Comentarios al Evangelio - Las parábolas del Reino

Miércoles, 2 de Julio de 2008

P. Joao Scognamiglio Cla Dias, E.P.

Comentarios al Evangelio

17º DOMINGO DE TIEMPO ORDINARIO

Las parábolas del Reino

P. João Scognamiglio Clá Dias, E.P.

Presidente General


Tres parábolas acerca del Reino —el tesoro escondido, la perla y la red—, preciosas lecciones para nuestra vida espiritual y para alcanzar la salvación. En el fin del mundo, cuando los “pescadores” separen los “peces”, ¿estaremos entre los buenos o los malos?

~ Evangelio ~
El reino de los cielos es semejante a un tesoro escondido en un campo, que quien lo encuentra lo oculta y, lleno de alegría, va, vende cuanto tiene y compra aquel campo. Es también semejante el reino de los cielos a un mercader que busca per-las preciosas, y hallando una de gran precio, va, vende todo cuanto tiene y la compra.
Es también semejante el reino de los cielos a una red que se echa en el mar y recoge toda clase de peces. Cuando se llena, los pescadores la sacan sobre la playa, y sentándose, recogen los peces buenos en canastos, y los malos los tiran. Así será la consumación del mundo: saldrán los ángeles y separarán a los malos de los justos, y los arrojarán al horno de fuego; allí habrá llanto y crujir de dientes. Habéis entendido todo esto? Le respondieron: Sí. Y les dijo: Así, todo escriba instruido en la doctrina del reino de los cielos es como el padre de familia, que de su tesoro saca lo nuevo y lo viejo. (Mt 13, 44-52 ).

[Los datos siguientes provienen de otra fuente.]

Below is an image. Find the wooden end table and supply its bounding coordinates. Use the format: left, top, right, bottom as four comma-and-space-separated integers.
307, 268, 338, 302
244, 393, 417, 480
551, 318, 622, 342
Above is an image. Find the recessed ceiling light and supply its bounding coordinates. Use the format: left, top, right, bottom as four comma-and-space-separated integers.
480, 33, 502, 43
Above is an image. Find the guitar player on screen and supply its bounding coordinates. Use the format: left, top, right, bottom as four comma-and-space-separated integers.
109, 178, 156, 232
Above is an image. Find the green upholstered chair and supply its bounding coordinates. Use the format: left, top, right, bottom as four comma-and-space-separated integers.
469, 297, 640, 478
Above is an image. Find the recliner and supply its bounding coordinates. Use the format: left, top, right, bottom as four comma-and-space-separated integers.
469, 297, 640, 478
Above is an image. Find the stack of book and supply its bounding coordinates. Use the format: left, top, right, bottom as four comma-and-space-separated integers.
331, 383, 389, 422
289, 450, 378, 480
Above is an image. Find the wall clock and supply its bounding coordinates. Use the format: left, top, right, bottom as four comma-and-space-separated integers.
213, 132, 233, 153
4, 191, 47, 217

I - EL REINO REVELADO POR EL DIVINO MAESTRO

Habiendo sido enviados algunos soldados por las autoridades religiosas del Templo para arrestar a Jesús, regresaron sin cumplir la misión, alegando que les fuera imposible ejecutarla por la sencilla razón de que nadie había hablado nunca como Él. Este episodio refleja el gran poder de expresión de la verdad enseñada por la Verdad Encarnada. Nadie llegó jamás a ser Maestro, ni llegará a serlo, en todo el alcance de la palabra, como Jesucristo lo fue. De hecho, ¿quién podrá superar la pedagogía del Predicador Divino?

Consideremos también que el hombre es moralmente incapaz de conocer por sí solo y cabalmente las verdades religiosas, requiriendo el concurso de la Revelación. Al respecto, podemos preguntar también: ¿quién mejor que el mismo Cristo para ofrecer esa Revelación? Él traía desde lo alto una rica variedad de temas para instruirnos, entre los cuales se encontraba el Reino de Dios.